Start-up dan inovasi mungkin sudah menjadi sesuatu yang sangat familiar oleh masyarakat Indonesia, terutama di kalangan anak-anak muda. Dalam 5-6 tahun belakangan terhitung sekitar lima start-up ciptaan anak bangsa berhasil menjadi unicorn, bahkan satu dari lima start-up tersebut berhasil menjadi decacorn. Untuk temen-temen yang belum tau apa itu unicorn dan decacorn, unicorn adalah start-up yang sudah memiliki valuasi mencapai 1 miliar dolar AS atau jika kurs USD1 = Rp14.000 maka valuasi sebuah start-up unicorn mencapai Rp14 triliun. Sedangkan, decacorn adalah start-up yang sudah memiliki valuasi mencapai 10 miliar dolar AS. Valuasi yang besar banget kan?! Terus apa aja tuh start-up yang udah berhasil menjadi unicorn dan decacorn? Untuk yang sudah menjadi unicorn ada empat start-up yang didominasi oleh start-up ecommerce dan fintech: Tokopedia, OVO, Bukalapak, dan Traveloka. Untuk yang sudah menjadi decacorn tidak lain dan tidak bukan adalah Gojek yang sudah setia menemani setiap sendi kehidupan kita melalui layanan transportasi online dan pemesanan makanan online. Bangga deh rasanya jadi anak Indonesia lihat hebatnya start-up ciptaan anak bangsa ini!

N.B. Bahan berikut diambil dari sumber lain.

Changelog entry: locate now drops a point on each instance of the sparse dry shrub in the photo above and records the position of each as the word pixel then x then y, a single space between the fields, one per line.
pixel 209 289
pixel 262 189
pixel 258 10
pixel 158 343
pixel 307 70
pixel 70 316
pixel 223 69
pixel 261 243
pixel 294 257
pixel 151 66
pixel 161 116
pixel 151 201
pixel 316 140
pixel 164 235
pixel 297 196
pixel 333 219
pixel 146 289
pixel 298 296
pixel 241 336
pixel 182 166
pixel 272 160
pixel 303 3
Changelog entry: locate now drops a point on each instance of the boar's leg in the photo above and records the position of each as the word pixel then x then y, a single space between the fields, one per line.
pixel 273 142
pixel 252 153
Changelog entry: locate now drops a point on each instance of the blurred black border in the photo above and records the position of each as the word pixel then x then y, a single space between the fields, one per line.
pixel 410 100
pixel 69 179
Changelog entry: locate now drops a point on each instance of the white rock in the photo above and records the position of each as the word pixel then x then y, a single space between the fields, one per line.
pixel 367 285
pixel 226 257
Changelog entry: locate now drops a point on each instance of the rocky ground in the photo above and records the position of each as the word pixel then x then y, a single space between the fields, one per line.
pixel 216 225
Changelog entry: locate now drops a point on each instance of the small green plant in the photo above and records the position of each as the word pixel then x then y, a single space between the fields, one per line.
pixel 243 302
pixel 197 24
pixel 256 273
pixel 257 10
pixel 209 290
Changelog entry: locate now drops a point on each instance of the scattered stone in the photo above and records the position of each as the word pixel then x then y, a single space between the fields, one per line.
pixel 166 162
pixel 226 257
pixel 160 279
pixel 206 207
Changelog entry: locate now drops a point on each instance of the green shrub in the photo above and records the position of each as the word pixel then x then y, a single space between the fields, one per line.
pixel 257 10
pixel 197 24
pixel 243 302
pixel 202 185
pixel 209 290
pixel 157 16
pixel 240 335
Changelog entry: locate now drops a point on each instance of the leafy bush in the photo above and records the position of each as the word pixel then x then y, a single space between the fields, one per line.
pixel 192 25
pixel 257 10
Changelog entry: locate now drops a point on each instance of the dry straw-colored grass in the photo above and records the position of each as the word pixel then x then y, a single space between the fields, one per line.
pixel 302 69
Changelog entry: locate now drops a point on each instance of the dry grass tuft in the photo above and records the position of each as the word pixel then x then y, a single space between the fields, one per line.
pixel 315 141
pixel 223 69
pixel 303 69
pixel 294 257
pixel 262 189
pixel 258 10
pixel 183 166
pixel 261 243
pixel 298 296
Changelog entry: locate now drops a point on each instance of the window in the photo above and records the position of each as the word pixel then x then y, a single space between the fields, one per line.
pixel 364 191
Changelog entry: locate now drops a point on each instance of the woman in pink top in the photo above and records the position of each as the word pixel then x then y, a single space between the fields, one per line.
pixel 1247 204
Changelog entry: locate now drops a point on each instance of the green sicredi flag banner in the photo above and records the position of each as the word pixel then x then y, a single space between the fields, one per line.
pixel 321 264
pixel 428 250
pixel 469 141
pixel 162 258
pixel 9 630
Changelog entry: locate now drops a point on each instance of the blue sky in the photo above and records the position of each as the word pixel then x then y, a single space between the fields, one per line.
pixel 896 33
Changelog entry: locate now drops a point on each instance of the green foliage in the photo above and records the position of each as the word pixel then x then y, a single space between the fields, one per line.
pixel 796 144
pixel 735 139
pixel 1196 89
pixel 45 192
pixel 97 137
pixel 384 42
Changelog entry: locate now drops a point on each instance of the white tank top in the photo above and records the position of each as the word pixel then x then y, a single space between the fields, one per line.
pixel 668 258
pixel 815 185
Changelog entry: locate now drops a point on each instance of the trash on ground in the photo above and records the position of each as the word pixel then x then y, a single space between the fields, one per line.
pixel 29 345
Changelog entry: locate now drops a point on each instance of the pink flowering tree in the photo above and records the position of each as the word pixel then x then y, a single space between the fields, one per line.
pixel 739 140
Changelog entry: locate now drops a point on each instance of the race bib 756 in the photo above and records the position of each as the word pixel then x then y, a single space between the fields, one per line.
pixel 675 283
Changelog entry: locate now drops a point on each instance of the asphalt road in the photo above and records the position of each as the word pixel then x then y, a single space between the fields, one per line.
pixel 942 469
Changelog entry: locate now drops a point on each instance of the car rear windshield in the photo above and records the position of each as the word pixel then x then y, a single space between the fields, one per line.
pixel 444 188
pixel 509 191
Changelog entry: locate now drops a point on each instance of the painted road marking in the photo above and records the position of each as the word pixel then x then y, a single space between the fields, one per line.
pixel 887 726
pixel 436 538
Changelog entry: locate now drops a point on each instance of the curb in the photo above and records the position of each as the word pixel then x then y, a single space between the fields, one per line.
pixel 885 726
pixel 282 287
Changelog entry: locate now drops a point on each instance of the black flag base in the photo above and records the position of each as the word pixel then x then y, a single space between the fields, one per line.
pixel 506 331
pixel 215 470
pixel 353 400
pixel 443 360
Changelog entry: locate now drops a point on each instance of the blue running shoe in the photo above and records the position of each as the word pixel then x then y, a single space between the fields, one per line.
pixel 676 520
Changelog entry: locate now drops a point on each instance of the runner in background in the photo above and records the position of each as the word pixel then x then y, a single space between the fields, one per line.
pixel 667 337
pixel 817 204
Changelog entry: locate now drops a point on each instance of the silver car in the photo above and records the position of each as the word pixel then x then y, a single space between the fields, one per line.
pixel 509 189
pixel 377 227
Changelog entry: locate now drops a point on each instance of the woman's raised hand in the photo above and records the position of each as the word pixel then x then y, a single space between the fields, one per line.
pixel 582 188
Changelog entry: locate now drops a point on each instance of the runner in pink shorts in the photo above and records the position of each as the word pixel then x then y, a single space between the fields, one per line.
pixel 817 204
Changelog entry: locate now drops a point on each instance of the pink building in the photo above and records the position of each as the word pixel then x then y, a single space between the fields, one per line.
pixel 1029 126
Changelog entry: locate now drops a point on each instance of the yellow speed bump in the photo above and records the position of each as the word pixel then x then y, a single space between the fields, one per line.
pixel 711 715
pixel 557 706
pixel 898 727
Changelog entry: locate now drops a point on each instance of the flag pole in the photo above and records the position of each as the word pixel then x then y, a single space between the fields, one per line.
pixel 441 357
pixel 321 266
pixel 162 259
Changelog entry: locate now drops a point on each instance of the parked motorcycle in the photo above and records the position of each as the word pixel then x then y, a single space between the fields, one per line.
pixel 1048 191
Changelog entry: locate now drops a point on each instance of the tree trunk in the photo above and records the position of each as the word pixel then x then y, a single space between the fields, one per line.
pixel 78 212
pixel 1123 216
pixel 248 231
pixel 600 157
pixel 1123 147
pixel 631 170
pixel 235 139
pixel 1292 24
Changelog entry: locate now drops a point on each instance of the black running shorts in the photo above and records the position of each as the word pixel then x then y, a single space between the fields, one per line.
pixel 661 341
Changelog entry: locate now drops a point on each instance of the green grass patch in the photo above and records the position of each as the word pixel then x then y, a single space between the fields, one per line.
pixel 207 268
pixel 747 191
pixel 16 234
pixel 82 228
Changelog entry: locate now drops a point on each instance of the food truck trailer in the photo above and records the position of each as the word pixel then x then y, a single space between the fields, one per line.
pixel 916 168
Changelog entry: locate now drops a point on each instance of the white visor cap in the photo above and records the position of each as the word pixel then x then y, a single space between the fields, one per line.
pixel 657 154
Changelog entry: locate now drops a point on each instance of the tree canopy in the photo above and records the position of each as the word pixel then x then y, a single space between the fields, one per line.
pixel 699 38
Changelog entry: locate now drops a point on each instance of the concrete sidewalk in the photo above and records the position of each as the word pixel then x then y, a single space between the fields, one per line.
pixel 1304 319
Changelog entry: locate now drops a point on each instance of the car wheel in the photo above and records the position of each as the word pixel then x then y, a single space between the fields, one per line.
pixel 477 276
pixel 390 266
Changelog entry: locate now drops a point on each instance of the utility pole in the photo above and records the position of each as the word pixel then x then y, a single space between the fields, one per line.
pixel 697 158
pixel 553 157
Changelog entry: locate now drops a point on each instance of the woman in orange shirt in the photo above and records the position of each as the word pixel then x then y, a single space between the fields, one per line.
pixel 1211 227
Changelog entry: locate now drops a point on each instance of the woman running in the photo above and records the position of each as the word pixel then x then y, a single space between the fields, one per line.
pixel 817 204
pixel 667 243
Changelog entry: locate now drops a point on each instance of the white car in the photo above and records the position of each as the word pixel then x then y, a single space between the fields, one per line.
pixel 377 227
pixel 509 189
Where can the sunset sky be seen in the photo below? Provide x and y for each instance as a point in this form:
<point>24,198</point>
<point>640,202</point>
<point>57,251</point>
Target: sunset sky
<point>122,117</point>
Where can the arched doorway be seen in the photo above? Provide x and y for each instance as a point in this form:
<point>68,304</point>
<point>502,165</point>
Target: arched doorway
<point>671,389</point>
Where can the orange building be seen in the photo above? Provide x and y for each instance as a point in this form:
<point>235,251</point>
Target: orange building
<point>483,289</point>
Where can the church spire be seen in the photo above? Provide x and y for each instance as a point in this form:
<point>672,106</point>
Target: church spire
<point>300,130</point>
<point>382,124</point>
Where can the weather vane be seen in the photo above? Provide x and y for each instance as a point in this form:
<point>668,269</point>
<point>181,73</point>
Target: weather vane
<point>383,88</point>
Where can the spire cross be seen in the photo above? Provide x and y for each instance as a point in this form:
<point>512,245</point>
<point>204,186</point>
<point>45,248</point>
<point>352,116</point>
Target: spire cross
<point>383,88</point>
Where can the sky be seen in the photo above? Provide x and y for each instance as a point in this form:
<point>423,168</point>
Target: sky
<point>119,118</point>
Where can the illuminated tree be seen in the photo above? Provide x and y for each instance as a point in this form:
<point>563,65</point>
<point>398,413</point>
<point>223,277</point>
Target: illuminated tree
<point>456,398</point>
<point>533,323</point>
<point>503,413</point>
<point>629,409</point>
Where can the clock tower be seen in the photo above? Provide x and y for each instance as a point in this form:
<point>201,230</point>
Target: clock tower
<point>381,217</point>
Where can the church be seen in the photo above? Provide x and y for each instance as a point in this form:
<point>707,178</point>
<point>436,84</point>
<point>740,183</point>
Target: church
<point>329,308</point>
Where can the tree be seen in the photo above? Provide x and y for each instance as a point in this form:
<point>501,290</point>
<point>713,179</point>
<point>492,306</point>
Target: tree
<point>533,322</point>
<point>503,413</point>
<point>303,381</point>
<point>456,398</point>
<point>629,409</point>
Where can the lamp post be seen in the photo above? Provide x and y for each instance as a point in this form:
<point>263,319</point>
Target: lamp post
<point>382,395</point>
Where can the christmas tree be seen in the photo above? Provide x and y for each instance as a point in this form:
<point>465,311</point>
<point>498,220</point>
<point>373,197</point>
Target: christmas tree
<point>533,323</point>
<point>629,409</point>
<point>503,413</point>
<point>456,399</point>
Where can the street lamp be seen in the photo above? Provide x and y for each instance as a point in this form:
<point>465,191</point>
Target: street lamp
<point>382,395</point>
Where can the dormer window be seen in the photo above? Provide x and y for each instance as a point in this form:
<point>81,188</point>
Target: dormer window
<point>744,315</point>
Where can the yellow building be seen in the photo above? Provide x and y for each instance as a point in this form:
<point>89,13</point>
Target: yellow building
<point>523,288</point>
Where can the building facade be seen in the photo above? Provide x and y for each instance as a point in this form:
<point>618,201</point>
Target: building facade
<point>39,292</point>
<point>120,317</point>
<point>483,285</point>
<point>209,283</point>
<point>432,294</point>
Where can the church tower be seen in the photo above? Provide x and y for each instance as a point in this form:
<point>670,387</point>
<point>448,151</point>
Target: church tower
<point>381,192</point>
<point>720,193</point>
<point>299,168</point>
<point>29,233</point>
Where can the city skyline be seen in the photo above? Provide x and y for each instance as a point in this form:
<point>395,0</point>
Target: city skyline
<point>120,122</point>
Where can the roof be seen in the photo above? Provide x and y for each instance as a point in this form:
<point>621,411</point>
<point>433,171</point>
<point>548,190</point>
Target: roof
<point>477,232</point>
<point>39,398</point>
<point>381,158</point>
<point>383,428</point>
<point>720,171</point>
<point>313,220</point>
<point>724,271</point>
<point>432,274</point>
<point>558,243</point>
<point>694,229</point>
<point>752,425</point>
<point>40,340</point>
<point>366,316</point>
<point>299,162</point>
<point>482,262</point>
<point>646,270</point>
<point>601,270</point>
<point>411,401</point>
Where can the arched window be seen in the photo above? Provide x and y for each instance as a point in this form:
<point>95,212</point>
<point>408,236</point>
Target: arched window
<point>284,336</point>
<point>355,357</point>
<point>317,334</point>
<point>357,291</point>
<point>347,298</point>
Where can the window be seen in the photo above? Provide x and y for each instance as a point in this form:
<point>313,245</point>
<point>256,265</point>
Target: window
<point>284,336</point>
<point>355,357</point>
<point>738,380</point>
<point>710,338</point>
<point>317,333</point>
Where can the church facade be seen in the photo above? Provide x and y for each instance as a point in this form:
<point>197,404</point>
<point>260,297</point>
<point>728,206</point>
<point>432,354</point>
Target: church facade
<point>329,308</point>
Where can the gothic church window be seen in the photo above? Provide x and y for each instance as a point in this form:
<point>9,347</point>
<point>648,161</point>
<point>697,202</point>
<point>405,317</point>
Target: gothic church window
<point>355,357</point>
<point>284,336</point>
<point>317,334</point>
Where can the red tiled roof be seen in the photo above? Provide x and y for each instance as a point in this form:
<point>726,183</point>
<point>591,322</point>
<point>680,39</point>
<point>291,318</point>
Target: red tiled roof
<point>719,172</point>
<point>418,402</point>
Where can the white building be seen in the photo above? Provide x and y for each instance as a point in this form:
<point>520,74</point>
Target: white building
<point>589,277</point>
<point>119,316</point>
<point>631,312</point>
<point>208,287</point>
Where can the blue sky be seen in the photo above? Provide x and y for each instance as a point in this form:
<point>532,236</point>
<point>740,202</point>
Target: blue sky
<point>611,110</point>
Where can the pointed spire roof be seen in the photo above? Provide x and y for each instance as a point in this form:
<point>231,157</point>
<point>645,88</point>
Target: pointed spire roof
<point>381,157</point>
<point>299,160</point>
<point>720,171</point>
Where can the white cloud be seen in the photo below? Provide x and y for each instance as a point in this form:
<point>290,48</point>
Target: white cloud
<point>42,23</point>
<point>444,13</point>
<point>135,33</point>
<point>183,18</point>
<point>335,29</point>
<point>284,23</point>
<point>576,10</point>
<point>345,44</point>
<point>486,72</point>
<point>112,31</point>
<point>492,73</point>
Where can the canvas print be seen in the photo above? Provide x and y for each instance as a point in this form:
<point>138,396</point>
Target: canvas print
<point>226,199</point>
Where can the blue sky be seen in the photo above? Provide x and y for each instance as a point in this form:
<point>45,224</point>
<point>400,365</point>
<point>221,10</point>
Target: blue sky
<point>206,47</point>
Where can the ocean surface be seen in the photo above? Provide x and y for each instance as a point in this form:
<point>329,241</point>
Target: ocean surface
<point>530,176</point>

Eits jangan berbangga diri dulu! Start-up besutan anak-anak bangsa ini emang udah keren banget, tapi kalau dibandingkan dengan start-up yang ada di negara tetangga aja kita masih kalah. Contohnya dengan start-up di Singapura yaitu Grab, yang memiliki valuasi 40 miliar dolar AS. Belum lagi kalau dibandingkan dengan negara-negara maju seperti contohnya di negara tempat saya studi sekarang, Swedia. Pasti udah ngga asing dong sama Spotify? Yes, start-up yang menyediakan layanan online music streaming. Valuasi Spotify sekarang pun ngga main-main jumlahnya. 72 miliar dolar AS! Selain itu ada juga Klarna, start-up penyedia layanan online payment untuk merchants dan customers di ecommerce. Valuasi Klarna juga ngga main-main. 46 miliar dolar AS per akhir 2021!
Selidik punya selidik, ternyata ada fakta menarik tentang majunya start-up di negara-negara tersebut. Ternyata majunya start-up di Singapura, Swedia dan negara-negara maju lain juga linear dan selaras dengan tingkat inovasi di negara tersebut. Berdasarkan Global Innovation Index tahun 2021, Singapura berada di posisi 8 negara paling inovatif di dunia. Bahkan Swedia merupakan negara nomer 2 paling inovatif di dunia, hanya kalah dari Swiss. Terus Indonesia ada di peringkat berapa? 10 besar? Nope! Indonesia ada di peringkat 87. Tentunya penilaian yang dilakukan sangat objektif dengan mempertimbangkan berbagai parameter. Untuk yang kepo gimana parameter dan penilaiannya bisa langsung aja googling “Global Innovation Index 2021”. Dari sini saya belajar bahwa pentingnya inovasi untuk memajukan tanah air tercinta Indonesia, yang juga melatarbelakangi saya untuk mengambil jurusan Innovation Management and Product Development di KTH Royal Institute of Technology.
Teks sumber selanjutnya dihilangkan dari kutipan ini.